10g is running an aquean quiteflow10 hang on back, while the 30g has an AC70.

Thanks for the great suggestions so far - that anubias in particular is quite pretty!


----------



## Chiumanfu (Oct 30, 2014)

I would stick to Anubias and Java fern. They are super simple and water column feeders so no need for special substrate. They shouldn't be buried rather attached to rock or wood. There are enough variations to create a good variety of textures. ie. standard Java fern contrasting with "windelov" and bordered by "narrow" can look really spectacular. Maybe add a large Anubias barteri var coffeefolia as a center piece. In the ten gallon stick to the smaller varieties to create a sense of scale. Anubias nana petite and Narrow java fern.

Don't throw away all the java moss. It looks really good when tied to driftwood and trimmed on a somewhat regular basis.


----------



## DBam (Aug 9, 2010)

+1 for everything Chiumanfu said. Check out some of the sponsors for lighting. You can get a new HO T5 setup for under $30 in a size appropriate for your larger tank. I picked one up from Canadian Aquatics for very cheap the last time I needed to change lighting and didn't have to spend much. Replacement bulbs are inexpensive for those units too.


----------



## Shrimpette (Feb 17, 2015)

Thank you both so much. Java fern was already on my radar and I have a couple driftwood pieces awaiting adornment.

I did visit the LFS this afternoon and already picked up a java fern, what I recognized as wisteria, and what I think is a sword. Anubias was a bit pricey, but it's on my radar and I'll keep my eyes open for it 

The sword and wisteria I will plant and I'll try to attach the java fern to one of the driftwoods (and will attempt the moss on the other one). Will I need fertilizer for the sword and wisteria?

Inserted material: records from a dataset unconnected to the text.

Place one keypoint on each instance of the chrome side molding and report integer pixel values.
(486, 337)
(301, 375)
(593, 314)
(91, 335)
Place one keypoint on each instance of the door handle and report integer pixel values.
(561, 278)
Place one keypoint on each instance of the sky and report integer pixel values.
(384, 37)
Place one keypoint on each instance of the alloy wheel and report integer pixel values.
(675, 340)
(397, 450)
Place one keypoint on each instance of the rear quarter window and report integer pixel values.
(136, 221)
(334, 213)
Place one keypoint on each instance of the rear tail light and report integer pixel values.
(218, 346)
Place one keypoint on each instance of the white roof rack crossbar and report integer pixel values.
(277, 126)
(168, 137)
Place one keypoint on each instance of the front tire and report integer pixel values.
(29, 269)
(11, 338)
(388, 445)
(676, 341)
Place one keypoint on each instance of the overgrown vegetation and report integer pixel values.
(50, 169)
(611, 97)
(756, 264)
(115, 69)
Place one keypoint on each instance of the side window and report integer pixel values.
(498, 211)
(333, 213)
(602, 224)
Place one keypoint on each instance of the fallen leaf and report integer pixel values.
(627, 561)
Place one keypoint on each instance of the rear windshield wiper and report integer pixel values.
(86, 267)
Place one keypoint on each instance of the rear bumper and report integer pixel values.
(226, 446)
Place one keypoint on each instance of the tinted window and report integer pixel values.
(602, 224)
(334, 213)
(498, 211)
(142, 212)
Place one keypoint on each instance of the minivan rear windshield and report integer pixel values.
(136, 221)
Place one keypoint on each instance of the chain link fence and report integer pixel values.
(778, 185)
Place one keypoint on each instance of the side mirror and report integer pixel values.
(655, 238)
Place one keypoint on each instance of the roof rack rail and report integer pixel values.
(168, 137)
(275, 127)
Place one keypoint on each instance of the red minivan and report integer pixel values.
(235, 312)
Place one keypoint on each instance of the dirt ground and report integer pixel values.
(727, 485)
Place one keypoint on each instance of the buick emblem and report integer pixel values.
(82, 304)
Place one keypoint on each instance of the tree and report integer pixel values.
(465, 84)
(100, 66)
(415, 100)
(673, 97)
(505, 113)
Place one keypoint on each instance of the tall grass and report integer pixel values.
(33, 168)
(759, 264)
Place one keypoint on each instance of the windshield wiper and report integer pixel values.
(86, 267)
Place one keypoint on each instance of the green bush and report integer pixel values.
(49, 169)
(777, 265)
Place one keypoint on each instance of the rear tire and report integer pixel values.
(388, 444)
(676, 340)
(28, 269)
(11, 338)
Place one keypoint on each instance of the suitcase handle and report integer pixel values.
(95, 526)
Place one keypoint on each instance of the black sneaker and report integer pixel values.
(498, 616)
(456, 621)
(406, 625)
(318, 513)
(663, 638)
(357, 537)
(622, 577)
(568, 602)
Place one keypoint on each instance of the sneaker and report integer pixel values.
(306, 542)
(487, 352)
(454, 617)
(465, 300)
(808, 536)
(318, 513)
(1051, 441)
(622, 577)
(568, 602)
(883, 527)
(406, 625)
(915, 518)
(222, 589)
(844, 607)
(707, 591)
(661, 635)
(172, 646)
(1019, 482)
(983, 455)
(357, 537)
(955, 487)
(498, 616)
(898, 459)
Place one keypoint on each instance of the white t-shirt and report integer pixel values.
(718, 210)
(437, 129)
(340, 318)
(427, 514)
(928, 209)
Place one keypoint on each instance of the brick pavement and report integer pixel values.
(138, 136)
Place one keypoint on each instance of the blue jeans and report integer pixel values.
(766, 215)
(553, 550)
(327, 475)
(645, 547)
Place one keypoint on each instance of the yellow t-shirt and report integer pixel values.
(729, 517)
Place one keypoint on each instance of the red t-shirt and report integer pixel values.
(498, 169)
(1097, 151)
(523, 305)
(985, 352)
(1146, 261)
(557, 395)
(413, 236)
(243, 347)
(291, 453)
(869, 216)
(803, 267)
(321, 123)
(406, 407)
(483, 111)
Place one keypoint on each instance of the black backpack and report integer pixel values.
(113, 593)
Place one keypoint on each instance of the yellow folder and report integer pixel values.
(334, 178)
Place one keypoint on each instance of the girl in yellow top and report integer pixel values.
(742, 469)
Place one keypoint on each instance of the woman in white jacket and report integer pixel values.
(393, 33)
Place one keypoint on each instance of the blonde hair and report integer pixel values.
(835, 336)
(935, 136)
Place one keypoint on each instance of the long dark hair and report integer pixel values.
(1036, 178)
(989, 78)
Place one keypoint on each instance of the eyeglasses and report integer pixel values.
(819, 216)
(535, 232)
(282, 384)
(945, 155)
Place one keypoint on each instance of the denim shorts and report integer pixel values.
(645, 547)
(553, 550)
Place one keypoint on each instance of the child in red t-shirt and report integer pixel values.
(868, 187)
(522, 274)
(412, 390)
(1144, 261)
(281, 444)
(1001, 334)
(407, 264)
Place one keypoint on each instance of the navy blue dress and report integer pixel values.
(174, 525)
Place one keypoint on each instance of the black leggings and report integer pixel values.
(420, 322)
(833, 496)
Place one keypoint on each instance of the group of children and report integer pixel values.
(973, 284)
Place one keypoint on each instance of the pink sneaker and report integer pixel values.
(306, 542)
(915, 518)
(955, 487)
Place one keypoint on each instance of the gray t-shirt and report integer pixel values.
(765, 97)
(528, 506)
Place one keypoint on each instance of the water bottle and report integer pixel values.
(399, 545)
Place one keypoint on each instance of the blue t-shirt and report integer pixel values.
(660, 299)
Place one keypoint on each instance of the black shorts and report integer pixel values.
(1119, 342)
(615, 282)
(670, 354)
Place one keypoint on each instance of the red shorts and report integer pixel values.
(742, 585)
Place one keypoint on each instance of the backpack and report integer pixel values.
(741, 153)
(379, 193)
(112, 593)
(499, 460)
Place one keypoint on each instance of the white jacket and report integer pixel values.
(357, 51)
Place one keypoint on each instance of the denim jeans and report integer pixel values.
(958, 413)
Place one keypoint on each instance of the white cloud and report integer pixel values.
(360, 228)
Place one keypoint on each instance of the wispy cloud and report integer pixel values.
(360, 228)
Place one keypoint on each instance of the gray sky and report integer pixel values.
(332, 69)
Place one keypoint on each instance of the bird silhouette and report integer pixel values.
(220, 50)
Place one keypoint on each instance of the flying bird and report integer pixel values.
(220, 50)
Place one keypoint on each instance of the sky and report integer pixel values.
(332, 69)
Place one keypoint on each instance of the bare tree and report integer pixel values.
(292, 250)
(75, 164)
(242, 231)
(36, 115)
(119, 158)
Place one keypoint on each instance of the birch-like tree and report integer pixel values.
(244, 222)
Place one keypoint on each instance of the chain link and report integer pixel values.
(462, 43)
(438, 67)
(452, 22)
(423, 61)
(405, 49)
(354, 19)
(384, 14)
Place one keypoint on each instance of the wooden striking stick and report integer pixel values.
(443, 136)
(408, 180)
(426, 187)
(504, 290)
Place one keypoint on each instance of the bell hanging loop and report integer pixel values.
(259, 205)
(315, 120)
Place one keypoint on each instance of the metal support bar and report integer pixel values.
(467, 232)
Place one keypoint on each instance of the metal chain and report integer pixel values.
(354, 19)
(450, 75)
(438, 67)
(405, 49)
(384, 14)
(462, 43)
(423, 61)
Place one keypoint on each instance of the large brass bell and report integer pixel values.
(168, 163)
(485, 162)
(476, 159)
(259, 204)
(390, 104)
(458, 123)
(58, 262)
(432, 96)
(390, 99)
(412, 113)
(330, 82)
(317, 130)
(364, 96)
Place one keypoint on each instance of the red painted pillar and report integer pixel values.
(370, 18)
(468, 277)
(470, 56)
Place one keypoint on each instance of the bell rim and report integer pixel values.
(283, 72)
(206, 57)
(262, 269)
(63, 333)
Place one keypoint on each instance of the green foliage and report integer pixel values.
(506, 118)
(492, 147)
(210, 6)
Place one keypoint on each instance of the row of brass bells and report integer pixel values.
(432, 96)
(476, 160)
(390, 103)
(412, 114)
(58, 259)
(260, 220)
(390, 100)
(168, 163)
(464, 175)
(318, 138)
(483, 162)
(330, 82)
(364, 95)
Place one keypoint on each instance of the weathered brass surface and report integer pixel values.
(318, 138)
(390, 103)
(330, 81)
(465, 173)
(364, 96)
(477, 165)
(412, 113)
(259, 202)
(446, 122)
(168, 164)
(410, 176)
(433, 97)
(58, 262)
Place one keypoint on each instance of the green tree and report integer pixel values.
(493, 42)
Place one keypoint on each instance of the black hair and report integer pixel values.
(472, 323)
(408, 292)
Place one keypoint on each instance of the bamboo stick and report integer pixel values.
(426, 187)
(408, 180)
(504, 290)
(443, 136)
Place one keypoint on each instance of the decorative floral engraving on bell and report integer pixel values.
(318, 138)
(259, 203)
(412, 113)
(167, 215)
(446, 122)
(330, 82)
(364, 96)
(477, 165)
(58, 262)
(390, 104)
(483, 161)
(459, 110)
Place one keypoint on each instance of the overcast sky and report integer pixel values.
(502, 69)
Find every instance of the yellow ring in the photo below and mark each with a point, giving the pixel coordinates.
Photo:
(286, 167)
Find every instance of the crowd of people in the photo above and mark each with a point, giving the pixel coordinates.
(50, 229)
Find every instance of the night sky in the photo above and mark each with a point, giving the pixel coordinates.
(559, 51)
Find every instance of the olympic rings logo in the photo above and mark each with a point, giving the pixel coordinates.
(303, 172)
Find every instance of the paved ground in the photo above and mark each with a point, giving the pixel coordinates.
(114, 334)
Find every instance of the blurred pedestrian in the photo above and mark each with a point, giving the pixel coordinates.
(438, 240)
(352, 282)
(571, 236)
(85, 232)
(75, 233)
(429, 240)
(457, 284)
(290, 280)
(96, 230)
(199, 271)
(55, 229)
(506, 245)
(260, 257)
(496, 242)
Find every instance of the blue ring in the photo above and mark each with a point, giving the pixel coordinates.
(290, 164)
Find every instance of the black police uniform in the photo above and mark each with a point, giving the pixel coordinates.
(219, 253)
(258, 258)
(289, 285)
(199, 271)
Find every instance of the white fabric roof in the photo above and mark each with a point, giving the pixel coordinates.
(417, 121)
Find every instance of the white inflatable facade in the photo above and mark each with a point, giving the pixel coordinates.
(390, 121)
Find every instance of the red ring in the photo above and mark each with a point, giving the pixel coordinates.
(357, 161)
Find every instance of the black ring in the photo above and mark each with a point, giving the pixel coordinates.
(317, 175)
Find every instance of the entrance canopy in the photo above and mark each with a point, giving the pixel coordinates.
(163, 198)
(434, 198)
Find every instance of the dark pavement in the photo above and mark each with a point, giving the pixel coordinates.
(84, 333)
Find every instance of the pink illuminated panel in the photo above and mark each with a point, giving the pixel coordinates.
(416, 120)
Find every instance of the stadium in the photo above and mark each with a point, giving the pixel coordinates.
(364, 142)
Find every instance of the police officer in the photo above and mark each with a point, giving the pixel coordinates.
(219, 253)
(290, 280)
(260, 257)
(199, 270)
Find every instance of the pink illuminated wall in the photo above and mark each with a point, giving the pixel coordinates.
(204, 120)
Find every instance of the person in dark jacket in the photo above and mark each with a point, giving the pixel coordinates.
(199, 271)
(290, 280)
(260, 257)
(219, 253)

I didn't know there were so many varieties of java fern... I see it in stores labelled java fern, but no specification on variety as far as I can recall.

Oh, and what is a HO T5 setup? (I recognize the T5 part but don't know the HO part lol). $30 seems pretty reasonable but every time I turn around I seem to be dropping another $25, $30, $40 etc etc on "just a couple more things/fish" 

Thanks again for both your help <3


----------



## DBam (Aug 9, 2010)

HO = high output; higher effective lumens/watt and the bulb is lower wattage than it's regular fluorescent equivalent. For example a regular cfl bulb might be 55W but the HO bulb might only draw 47W and will be brighter. 

I know what you mean about budgeting. There's always something more to get. I basically tell myself my fish budget is $0 at all times. Keeps me out of trouble.


----------



## Shrimpette (Feb 17, 2015)

ah gotcha, thanks 

I'm looking forward to the near-zero budget days. Had no choice on the broken filter and heaters, and the plants and new gravel were almost no-choice lol. Replacing the lights and lid on the 10 gallon are high-desired luxuries in comparison! That's where I could "stay strong" but... I guess we'll see  Can't hurt to obsessively stalk classifieds and CA's stock list in the meantime...............................


----------